Un autre point fait figure de « ligne rouge » pour certains syndicats de magistrats. Il concerne les « atténuations à l’excuse de minorité ». L’excuse de minorité, qui s’applique aux mineurs de 16 et plus, divise par deux les peines prévues par le code pénal, tant les amendes que les peines de prison. L’atténuation de la responsabilité pénale due à l’âge est « un principe à valeur constitutionnelle », revenir dessus « amènerait la France à rompre avec ses engagements internationaux et en particulier la convention internationale des droits de l’enfant », estime le collectif « Justice des enfants », qui réunit les principales organisations professionnelles de l’enfance dans le monde judiciaire et associatif.

Matignon reconnaît qu’il n’existe pas, à ce stade, de consensus sur ce sujet et assure que le Premier ministre avance dans le respect du principe constitutionnel de la justice des mineurs, « une justice spécialisée, qui implique une atténuation de la peine par rapport aux adultes et un prima de l’éducatif sur le répressif ».
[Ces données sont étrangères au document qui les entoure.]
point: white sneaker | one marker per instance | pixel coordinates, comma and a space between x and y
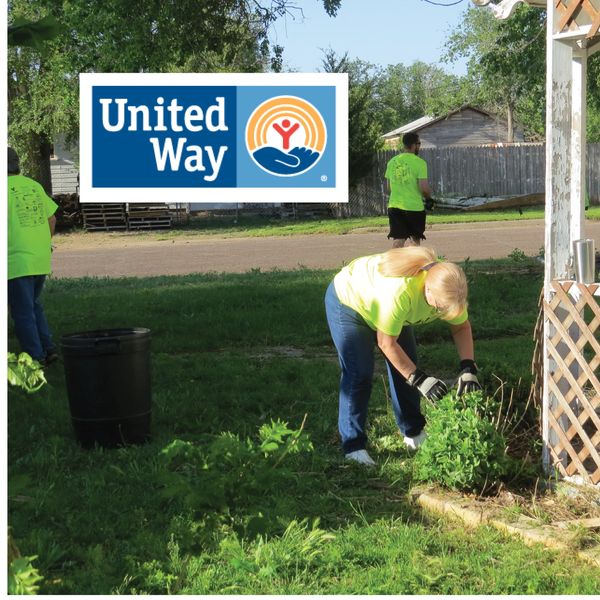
362, 457
414, 443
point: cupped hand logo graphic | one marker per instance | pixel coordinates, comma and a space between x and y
286, 136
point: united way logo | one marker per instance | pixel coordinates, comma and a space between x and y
286, 136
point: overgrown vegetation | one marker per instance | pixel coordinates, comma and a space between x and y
24, 372
464, 449
228, 499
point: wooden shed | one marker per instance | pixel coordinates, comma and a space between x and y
466, 126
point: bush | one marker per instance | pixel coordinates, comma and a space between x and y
463, 450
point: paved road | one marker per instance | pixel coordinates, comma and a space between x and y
238, 255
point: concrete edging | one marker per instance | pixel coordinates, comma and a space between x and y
528, 529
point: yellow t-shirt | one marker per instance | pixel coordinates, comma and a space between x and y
385, 303
29, 245
403, 172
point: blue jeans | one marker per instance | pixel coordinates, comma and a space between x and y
31, 327
355, 342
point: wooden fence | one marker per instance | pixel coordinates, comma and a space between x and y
470, 171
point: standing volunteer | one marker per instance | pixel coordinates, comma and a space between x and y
31, 224
409, 193
376, 299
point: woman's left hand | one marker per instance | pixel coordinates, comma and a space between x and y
467, 380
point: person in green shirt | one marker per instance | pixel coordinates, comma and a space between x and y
375, 300
409, 192
31, 224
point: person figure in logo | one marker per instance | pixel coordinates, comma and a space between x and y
286, 130
409, 194
31, 223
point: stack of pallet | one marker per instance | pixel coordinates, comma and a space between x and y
148, 216
104, 217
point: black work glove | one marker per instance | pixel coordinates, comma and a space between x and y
430, 387
467, 380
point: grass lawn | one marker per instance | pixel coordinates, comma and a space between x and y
254, 226
231, 353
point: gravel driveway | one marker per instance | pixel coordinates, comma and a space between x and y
238, 255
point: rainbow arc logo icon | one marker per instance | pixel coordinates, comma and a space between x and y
286, 136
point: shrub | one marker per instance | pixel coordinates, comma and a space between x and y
463, 450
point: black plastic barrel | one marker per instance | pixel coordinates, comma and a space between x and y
108, 384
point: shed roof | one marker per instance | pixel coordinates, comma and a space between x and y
424, 122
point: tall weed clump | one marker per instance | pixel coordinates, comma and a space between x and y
464, 449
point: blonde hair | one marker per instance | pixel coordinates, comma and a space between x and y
446, 281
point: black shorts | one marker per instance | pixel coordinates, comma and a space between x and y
406, 223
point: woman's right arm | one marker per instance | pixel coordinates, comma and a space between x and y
430, 387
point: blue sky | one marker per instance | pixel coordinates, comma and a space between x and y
378, 31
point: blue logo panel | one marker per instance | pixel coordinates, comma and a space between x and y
164, 136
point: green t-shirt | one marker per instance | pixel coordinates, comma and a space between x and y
403, 172
385, 303
29, 246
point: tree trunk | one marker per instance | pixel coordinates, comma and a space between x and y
510, 130
38, 165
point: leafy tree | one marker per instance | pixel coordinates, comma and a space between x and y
364, 130
120, 36
406, 93
506, 63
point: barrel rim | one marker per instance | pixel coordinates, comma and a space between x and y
117, 333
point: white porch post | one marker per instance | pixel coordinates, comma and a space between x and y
566, 72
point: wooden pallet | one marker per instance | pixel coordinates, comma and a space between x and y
104, 217
148, 216
149, 222
573, 386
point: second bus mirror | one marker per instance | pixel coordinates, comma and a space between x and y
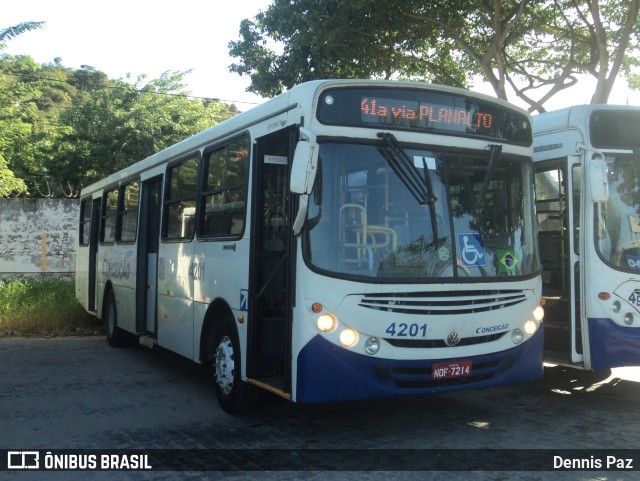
305, 163
598, 183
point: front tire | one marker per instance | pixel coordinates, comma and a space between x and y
115, 335
234, 395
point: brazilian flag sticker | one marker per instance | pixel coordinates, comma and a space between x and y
507, 261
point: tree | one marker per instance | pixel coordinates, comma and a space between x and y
10, 125
535, 47
338, 39
11, 32
112, 124
62, 128
9, 184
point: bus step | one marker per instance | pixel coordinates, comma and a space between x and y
147, 341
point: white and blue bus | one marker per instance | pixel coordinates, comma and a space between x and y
345, 240
587, 162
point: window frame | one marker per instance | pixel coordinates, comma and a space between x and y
168, 202
206, 193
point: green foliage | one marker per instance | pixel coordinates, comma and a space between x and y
338, 39
536, 47
12, 32
61, 129
42, 307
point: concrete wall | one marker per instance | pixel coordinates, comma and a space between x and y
38, 236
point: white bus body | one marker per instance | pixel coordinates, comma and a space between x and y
395, 252
587, 161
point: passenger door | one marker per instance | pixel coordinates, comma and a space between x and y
558, 210
271, 274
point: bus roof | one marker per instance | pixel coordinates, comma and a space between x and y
576, 116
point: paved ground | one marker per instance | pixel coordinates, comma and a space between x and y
78, 393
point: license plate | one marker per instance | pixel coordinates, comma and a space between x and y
445, 370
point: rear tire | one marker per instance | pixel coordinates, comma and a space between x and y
234, 395
115, 335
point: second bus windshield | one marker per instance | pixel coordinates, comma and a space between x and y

Agnès Canayer préconise de donner « plus de liberté aux magistrats dans l’atténuation de ce principe notamment dans les affaires d’extrême violence ». Le syndicat Unité Magistrats est lui aussi favorable à l’atténuation de l’excuse de minorité. « Ce qui serait contraire à la Constitution, ce serait de juger les mineurs comme les adultes. Actuellement, l’excuse de minorité peut ne pas être appliquée aux mineurs de 16 à 18 ans, sur décision motivée du juge. On pourrait imaginer l’inverse, et appliquer l’excuse de minorité uniquement sur décision motivée du juge. On pourrait également moduler la peine. L’excuse de minorité ne conduirait plus à diviser par deux la peine prévue par le code pénal mais la réduire des deux tiers », esquisse Valérie Dervieux.

Un rapport du Sénat demande l’évaluation des différentes mesures éducatives

Le Premier ministre a aussi évoqué la possibilité de placer les jeunes délinquants pour de « très courts séjours », en foyer afin de « couper le jeune de ses mauvaises fréquentations » et permettre « aux services d’évaluer la situation ». Se pose ici la question des moyens. Chaque année, 30 000 mesures éducatives sont prononcées en matière pénale par le juge. Elles sont mises en œuvre par la PJJ, (protection judiciaire de la jeunesse). Or, un récent rapport du Sénat constatait la difficulté de mettre en œuvre certaines mesures faute de moyens dédiés et d’éducateurs spécialisés.

Les centres éducatifs fermés sont, depuis leur création en 2002, la réponse la plus sévère à la délinquance des mineurs. Mais les sénateurs notaient un succès inégal de leurs missions qui dépendant « de la qualité et de la mobilisation de l’équipe en charge ». En conséquence, ils demandaient à la Chancellerie de mettre en place un programme d’évaluation des différentes mesures éducatives, dont les centres éducatifs fermés, mais aussi l’arrêt de la création de nouveaux centres, pour réorienter les budgets alloués vers d’autres formes de prise en charge.